Here, x1, x2, and so on represent the arguments (sumti) that are
accepted in the predicate (bridi) when these gismu play
the role of a selbri. The arguments are optional, but if present,
their order in the bridi helps us interpret the sentence.
Lojban tanru
A selbri can be also a tanru, which is a metaphor, built
with a set of brivla. Examples are:
-
mi sutra bajra (I am a quick runner / I run quickly / I quickly
run).
-
do barda nanla (you are a big boy).
-
mi dunda patfu (I am the father-who-gives).
wherein:
-
sutra: x1 is fast/swift/quick/hasty/rapid at doing/being/bringing
about x2 (event/state).
-
bajra: x1 runs on surface x2 using limbs x3 with gait x4.
-
nanla: x1 is a boy/lad (young male person) of age x2 (immature)
by standard x3.
Note that the meaning of a tanru may be fuzzy.
In a tanru, the left part is called the seltau; it is
a modifier for the rightmost brivla in the tanru, which
is called the tertau. A tanru has the place structure of
its tertau.
A tanru may be more complex, with more than two brivla.
Complex tanru have a semantical "left-grouping rule"
that can be overridden using the cmavo bo, which acts as a top-priority
operator. For example, with the following additional vocabulary...
-
cmalu: x1 is small in property/dimension(s) x2 (ka) as compared
with standard/norm x3.
-
nixli: x1 is a girl (young female person) of a general age
x2 (immature) by standard x3.
-
ckule: x1 is a school/institute/academy at x2 teaching subject(s)
x3 to audience x4 operated by x5.
...you can build the following complex tanru, used as selbri
in an example bridi that all mean "this is a small girl school,"but
whose meanings are clearer than in the English equivalent:
-
ta cmalu nixli ckule ("left-grouping rule" semantics)
"This is a small girl school."
-
ta cmalu bo nixli ckule (carries the same meaning as above):
"This is a small-girl school—in other words, a school for
small girls."
- ta cmalu nixli bo ckule (carries a different meaning):
"This is a small girl-school -- in other words, a small school
for girls."
You can model a tanru with a variant of the UML Composite Pattern,
as shown in Figure 4.
Figure 4: Lojban tanru basic structure
Do you remember the lujvo, which is a kind of brivla?
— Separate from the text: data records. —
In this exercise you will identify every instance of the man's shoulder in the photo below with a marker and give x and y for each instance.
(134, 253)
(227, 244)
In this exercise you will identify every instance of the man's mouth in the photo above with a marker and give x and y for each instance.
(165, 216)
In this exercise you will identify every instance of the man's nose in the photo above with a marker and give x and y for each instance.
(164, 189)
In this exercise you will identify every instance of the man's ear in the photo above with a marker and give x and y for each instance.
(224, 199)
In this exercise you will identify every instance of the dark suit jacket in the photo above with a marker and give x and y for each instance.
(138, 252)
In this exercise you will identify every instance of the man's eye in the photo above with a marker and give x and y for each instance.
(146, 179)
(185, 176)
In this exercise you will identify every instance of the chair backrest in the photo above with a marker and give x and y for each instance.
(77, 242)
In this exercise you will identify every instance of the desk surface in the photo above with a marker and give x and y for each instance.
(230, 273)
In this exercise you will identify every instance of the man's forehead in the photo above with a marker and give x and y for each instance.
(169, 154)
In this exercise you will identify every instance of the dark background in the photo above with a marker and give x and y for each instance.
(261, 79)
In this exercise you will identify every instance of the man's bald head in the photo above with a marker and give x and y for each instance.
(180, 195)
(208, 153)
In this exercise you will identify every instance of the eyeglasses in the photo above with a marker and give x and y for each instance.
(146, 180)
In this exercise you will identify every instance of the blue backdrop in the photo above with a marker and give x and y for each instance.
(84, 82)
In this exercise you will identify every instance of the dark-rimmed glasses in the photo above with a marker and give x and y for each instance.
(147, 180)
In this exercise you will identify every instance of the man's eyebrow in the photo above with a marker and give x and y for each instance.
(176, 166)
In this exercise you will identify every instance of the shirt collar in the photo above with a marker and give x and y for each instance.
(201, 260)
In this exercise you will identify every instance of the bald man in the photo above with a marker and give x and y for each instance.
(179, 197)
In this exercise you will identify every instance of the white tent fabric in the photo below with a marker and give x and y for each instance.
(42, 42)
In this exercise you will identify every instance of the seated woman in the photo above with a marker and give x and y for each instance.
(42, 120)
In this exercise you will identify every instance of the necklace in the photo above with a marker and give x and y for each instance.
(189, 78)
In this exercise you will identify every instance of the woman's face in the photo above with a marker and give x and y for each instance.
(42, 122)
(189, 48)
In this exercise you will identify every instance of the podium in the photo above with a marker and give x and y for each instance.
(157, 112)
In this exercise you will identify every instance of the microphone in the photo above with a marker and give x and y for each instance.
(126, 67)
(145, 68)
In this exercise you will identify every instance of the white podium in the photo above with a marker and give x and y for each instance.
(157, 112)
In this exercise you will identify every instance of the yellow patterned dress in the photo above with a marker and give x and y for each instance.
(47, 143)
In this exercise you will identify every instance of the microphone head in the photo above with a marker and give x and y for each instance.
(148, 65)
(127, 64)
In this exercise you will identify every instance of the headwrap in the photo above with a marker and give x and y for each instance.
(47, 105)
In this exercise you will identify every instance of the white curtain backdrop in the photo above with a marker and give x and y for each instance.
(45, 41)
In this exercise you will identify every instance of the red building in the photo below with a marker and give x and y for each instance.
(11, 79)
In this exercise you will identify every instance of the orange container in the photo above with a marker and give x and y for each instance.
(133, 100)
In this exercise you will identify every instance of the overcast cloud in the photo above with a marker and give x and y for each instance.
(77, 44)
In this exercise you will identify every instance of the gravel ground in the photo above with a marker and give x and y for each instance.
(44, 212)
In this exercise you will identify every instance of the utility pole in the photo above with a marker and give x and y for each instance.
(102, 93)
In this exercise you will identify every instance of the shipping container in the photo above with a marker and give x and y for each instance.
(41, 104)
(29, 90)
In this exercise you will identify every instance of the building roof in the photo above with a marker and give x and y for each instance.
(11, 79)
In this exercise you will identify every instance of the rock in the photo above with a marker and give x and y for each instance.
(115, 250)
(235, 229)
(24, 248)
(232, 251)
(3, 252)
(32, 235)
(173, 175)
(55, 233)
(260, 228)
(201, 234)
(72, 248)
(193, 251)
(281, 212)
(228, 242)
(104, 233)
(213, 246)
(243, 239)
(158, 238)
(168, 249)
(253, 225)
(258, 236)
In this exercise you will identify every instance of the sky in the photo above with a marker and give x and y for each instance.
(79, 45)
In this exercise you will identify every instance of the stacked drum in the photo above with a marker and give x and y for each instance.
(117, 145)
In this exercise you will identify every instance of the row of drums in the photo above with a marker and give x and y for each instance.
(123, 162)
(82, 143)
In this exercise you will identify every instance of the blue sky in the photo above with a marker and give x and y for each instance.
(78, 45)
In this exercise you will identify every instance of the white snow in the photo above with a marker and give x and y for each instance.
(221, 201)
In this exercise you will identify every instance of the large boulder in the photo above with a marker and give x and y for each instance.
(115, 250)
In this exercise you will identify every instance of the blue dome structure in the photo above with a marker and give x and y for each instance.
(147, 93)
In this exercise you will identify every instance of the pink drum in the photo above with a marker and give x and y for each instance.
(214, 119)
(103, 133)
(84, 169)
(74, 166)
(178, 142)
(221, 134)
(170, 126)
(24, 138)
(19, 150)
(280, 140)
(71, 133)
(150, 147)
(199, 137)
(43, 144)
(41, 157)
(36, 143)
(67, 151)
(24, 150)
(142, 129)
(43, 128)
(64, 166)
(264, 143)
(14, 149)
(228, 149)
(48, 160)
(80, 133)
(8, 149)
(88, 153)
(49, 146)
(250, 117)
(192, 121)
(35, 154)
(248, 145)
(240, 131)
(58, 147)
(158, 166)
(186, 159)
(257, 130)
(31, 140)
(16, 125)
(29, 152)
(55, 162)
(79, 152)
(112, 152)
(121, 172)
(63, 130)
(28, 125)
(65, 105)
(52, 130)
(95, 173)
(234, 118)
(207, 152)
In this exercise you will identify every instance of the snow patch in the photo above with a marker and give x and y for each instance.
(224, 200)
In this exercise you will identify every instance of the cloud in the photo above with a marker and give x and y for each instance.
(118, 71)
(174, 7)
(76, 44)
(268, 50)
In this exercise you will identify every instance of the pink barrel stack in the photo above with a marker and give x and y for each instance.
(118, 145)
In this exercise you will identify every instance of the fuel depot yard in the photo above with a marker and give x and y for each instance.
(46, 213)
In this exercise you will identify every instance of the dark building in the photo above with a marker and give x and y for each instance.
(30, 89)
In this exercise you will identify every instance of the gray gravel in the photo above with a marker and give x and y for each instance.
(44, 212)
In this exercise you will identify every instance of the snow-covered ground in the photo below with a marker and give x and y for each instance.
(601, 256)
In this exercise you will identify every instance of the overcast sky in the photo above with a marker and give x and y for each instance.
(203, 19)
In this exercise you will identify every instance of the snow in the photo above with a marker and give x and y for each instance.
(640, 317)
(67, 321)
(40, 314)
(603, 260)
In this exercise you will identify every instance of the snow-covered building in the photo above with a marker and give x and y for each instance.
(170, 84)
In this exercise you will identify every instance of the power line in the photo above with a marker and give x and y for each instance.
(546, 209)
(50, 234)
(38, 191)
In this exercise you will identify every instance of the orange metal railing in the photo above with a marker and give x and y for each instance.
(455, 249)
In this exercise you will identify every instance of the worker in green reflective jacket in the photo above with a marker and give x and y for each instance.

I
said a lujvo is derived from a combination of gismu. The
Lojban vocabulary is founded on a list of 1350 gismu, and building
lujvo is the only way to extend this vocabulary. A lujvo
is built by contracting a tanru and fixing its meaning (via the
usage context).
Let's consider:
-
gerku: x1 is a dog/canine of species/breed x2.
-
zdani: x1 is a nest/house/lair/den/ for x2.
The following tanru
means "a house that has something to do with some dog or dogs."
It could mean any of the following:
- houses occupied by dogs
- houses shaped to look like dogs
- dogs which are also houses (e.g., houses for fleas)
- houses named after dogs
If you want it to mean "doghouse," you must make the tanru
into a lujvo. That is, you have to combine (affix) two of the rafsi
associated with the gismu in the basic dictionary (I will not describe
the exact rules here).
- the rafsi for gerku is ger
- the rafsi for zdani is zda
To specify "doghouse," we can now build a new word from gerku
zdani, and set its meaning and structure:
gerku zdani is now the veljvo of gerzda.
We can depict the relationship between a lujvo and a tanru
(which has something to do with the rafsi of the participant gismu)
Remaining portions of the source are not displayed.